01.Pain relief medication
When pain strikes, many people reach for branded over-the-counter (OTC) pain relief medication such as Panadol or Nurofen instead of their cheaper generic equivalents. But is there really any difference between what’s essentially just a paracetamol or ibuprofen tablet? Do you actually get a painkiller that’s more effective, safer or even faster acting when you pay more?
The short answer is no, not really. But given the plethora of painkillers on the market, it’s easy to be fooled. CHOICE investigated the OTC pain relief market and found drug companies have successfully convinced consumers to pay one-and-a-half to five times more than they have to (based on prices at supermarkets, chemists and online in April 2014) for a humble ibuprofen or paracetamol tablet.
Gregory Peterson is a professor of pharmacy at the University of Tasmania. His advice for choosing pain relief medication? “Go with the cheapest. That’s what I do.”
What’s the difference between brands and generic medicine?

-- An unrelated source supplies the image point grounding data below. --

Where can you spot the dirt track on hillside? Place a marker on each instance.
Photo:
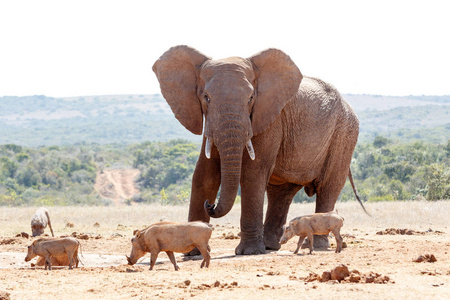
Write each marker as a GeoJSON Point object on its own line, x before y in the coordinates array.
{"type": "Point", "coordinates": [117, 184]}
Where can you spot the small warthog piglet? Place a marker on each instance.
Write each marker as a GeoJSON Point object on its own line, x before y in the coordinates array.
{"type": "Point", "coordinates": [318, 223]}
{"type": "Point", "coordinates": [171, 237]}
{"type": "Point", "coordinates": [54, 247]}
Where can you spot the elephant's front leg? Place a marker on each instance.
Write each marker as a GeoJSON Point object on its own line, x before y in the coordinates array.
{"type": "Point", "coordinates": [252, 202]}
{"type": "Point", "coordinates": [253, 186]}
{"type": "Point", "coordinates": [205, 185]}
{"type": "Point", "coordinates": [279, 200]}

Whether branded or generic, when it comes to paracetamol and ibuprofen there’s no difference in quality. Whether you pay three cents or 17c a tablet, the same dosage of paracetamol will work in exactly the same way. The same goes for ibuprofen.

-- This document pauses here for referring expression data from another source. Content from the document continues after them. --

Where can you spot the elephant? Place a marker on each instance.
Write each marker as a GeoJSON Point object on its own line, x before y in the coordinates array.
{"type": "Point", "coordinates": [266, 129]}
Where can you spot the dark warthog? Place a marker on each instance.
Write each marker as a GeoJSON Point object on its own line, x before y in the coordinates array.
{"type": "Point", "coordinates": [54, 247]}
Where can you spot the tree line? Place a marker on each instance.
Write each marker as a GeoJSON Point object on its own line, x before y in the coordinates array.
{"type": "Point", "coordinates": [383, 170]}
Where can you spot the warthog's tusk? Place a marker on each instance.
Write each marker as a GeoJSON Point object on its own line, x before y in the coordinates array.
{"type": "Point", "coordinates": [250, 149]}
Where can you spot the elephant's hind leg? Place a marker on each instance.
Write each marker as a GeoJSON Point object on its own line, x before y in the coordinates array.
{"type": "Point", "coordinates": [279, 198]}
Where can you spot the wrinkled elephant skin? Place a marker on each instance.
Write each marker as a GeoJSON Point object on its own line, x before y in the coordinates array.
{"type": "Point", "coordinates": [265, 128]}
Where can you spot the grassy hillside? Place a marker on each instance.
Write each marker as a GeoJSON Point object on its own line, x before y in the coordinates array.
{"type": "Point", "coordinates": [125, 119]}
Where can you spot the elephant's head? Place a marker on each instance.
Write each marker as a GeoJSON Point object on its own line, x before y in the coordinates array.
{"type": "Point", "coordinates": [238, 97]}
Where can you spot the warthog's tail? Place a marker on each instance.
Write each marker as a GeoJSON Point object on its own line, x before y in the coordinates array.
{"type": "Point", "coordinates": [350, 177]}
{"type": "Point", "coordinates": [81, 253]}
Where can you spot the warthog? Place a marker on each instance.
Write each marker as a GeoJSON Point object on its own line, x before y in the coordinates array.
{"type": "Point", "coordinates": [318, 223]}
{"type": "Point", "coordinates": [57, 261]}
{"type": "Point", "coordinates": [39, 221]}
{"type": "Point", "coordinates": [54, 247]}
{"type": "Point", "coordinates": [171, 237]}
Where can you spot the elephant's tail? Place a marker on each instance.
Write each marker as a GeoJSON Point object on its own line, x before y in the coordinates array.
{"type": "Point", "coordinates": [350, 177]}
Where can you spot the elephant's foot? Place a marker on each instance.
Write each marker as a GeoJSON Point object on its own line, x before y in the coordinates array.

While this may sound like common sense, it doesn’t seem to be guiding the way we shop for pain-relief drugs. In fact, over the past 10 years we’ve become more likely to choose Panadol or Nurofen despite the increase of cheaper pain relief alternatives on sale.

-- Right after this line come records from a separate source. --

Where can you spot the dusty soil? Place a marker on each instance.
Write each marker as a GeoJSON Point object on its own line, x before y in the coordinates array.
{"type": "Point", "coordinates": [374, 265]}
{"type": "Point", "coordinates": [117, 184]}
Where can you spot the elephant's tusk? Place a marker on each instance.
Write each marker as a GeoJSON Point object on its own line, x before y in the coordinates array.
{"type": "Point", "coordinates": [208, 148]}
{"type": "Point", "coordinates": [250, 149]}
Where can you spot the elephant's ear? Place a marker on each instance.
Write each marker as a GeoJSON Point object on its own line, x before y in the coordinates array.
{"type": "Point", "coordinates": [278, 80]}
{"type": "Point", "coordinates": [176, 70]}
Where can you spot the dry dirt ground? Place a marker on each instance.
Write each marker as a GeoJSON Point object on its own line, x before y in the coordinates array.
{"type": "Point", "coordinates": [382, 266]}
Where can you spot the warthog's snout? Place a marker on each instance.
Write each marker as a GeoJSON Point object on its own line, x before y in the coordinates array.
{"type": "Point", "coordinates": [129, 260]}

Go with the cheapest. That's what I do.
- Gregory Peterson, professor of pharmacy
In 2013, Australians spent around $629m on over-the-counter painkillers, according to Euromonitor data. Half of that is accounted for by sales of Panadol and Nurofen. Panadol’s market share of 28% is closely followed by Nurofen at 22%. No other brand of paracetamol or ibuprofen comes anywhere near, with the next most popular brand being Herron Gold with 2.2% market share and Panamax with 2.1%.
Find out how Panadol markets exactly the same formulation as two different products.
When buying pain relief medication...
- Look at the active ingredient and dosage you need. Buy the cheapest tablet or capsule in the shape and coating you like. Cheaper products are often found on the bottom shelves.
- Don’t be fooled by “fast-acting” claims. Medications with these claims are unlikely to be substantially fast enough to be worth the extra money. If you really want something faster acting, choose a soluble product or the cheapest liquid capsule.
- If you’re still keen to buy a well-known brand, Panadol Osteo costs a lot less than regular Panadol. It does the same thing, but has a slighter higher dosage of active ingredient (655mg vs 500mg in regular Panadol). So be careful you don’t go over the safe daily limit of 4000mg of paracetamol (six Panadol Osteo caplets).
- One standard paracetamol (500mg) and one ibuprofen (200mg) combined may work better than either product alone for acute pain (such as headaches, migraines and sprains), according to recent studies. More generally, paracetamol costs less than ibuprofen, and is considered to have fewer adverse side effects.
- Ask your pharmacist about the inactive ingredients if you have allergies or intolerances. Check with your pharmacist or call the NPS Medicines Line on 1300 MEDICINE (1300 633 424).